Problem Set #5 Part 1: Quaternions and rotations¶

In many branches of computer science (robotics included), unit quaternions are the preferred way of representing rotations in $\mathbb{R}^3$. In this notebook, we will explore some useful properties of quaternions and how they can be applied to the interpolation and control of rotations.

If you are not familiar with quaternions, you can read Section 1-4 of this tutorial [Jia2019] for more complete discussions on the topics covered in this notebook.

Setup¶

%reload_ext autoreload
%matplotlib notebook
%autoreload 2
import time

import numpy as np
import matplotlib.pyplot as plt
import meshcat

from pydrake.common.eigen_geometry import Quaternion
from pydrake.systems.meshcat_visualizer import AddTriad
from pydrake.math import RotationMatrix, RollPitchYaw, RigidTransform

# First start meshcat for visualization - this only has to be run once.

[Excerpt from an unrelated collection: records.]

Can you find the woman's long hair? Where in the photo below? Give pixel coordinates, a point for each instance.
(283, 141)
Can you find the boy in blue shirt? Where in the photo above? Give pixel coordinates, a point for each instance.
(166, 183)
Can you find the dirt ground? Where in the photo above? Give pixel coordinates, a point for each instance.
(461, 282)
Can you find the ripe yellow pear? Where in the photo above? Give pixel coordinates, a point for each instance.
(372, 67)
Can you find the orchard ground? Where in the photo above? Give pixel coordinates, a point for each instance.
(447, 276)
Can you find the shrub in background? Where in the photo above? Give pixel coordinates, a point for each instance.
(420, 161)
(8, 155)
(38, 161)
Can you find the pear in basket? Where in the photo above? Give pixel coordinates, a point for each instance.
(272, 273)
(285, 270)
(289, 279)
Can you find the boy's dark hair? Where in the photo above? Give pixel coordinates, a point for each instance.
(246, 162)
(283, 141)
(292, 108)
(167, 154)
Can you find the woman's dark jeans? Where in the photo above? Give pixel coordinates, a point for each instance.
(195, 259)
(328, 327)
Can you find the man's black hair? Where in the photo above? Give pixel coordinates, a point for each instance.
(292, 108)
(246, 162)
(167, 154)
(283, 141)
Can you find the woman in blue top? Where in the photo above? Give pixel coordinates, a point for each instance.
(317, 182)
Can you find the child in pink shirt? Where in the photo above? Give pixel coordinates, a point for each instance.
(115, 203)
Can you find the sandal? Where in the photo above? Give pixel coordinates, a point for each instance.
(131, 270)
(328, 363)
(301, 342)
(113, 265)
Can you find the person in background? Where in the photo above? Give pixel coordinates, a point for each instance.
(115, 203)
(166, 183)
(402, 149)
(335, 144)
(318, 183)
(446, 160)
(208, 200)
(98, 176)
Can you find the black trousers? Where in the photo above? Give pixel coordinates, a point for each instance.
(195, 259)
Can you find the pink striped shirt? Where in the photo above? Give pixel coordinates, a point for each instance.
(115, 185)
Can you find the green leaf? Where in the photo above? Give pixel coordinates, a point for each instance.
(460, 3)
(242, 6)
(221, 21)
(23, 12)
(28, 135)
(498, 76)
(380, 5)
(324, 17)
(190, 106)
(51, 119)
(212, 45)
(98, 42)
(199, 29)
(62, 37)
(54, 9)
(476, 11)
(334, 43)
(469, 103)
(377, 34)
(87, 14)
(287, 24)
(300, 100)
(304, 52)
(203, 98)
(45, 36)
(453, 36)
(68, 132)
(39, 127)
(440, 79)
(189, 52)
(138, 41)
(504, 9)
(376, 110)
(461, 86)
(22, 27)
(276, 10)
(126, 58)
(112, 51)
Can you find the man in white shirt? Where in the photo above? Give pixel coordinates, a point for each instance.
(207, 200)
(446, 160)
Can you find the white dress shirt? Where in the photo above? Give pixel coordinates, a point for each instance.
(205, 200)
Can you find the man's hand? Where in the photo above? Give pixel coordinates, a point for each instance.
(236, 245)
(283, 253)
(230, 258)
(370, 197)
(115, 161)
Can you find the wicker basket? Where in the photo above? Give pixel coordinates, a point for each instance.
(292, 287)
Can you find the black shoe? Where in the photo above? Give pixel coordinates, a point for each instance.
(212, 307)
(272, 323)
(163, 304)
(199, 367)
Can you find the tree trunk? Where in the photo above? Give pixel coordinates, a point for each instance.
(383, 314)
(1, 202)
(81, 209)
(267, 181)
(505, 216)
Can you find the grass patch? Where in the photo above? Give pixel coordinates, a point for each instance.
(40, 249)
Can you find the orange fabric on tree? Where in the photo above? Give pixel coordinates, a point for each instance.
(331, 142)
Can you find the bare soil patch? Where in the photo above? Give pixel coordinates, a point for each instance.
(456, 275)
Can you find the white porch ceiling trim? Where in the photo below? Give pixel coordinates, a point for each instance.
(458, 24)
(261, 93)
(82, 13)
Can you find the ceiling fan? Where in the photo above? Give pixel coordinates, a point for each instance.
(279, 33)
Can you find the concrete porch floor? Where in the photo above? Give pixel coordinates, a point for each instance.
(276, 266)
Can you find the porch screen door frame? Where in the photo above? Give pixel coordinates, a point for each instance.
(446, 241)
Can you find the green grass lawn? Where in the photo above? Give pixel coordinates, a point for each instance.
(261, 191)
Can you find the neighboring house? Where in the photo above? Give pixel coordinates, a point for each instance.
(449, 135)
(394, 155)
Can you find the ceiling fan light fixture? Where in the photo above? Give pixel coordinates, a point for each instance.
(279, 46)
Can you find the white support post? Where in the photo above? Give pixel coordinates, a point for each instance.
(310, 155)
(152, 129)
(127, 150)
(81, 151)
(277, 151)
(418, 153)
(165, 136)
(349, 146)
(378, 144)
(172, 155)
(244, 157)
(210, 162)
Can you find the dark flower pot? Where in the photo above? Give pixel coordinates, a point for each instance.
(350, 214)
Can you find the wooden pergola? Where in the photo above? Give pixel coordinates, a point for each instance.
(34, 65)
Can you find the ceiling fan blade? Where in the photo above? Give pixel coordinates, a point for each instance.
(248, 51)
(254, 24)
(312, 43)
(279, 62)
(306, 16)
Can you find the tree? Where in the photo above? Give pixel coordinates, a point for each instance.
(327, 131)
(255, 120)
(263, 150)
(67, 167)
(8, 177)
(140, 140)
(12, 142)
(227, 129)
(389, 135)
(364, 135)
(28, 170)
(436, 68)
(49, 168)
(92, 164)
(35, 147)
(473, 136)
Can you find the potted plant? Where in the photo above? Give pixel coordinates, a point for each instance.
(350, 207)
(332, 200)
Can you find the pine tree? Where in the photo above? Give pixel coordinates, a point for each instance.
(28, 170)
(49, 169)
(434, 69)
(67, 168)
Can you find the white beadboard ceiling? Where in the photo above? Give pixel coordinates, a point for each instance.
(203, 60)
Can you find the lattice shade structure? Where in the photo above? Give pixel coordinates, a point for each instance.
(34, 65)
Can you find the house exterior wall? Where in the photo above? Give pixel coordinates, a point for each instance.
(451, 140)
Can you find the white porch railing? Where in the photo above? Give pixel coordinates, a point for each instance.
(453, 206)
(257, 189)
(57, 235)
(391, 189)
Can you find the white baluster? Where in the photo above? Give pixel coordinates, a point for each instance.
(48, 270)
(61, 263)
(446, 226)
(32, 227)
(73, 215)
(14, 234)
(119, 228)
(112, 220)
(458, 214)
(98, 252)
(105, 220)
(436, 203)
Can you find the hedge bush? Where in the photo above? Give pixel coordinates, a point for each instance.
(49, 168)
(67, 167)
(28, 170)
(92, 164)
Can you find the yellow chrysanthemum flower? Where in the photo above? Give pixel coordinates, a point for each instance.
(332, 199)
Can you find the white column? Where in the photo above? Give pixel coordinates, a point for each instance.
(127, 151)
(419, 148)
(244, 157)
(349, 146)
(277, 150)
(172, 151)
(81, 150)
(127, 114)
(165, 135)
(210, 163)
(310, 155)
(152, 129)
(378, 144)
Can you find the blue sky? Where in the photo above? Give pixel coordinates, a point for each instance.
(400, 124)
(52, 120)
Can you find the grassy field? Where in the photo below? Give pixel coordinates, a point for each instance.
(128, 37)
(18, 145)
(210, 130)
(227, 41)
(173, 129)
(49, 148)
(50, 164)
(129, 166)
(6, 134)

# If you interrupt the kernel of this notebook, you'll need to run this cell again to 
# restart the meshcat server, and then refresh the visualization window. 

# This will open a mesh-cat server in the background, click on the url to display visualization in a separate window. 
vis = meshcat.Visualizer()

# Clear visualizer.
vis.delete()

Motivation: Interpolating Euler angles is a bad idea...¶

Running the cell below visualizes the interpolation between two rotations parametrized by Euler angles. The starting frame $A$ is shown as solid, and the end frame $B$ as translucent with a larger radius. Starting from frame $A$, you can see that the interpolated frames take some peculiar detours before arriving at frame $B$.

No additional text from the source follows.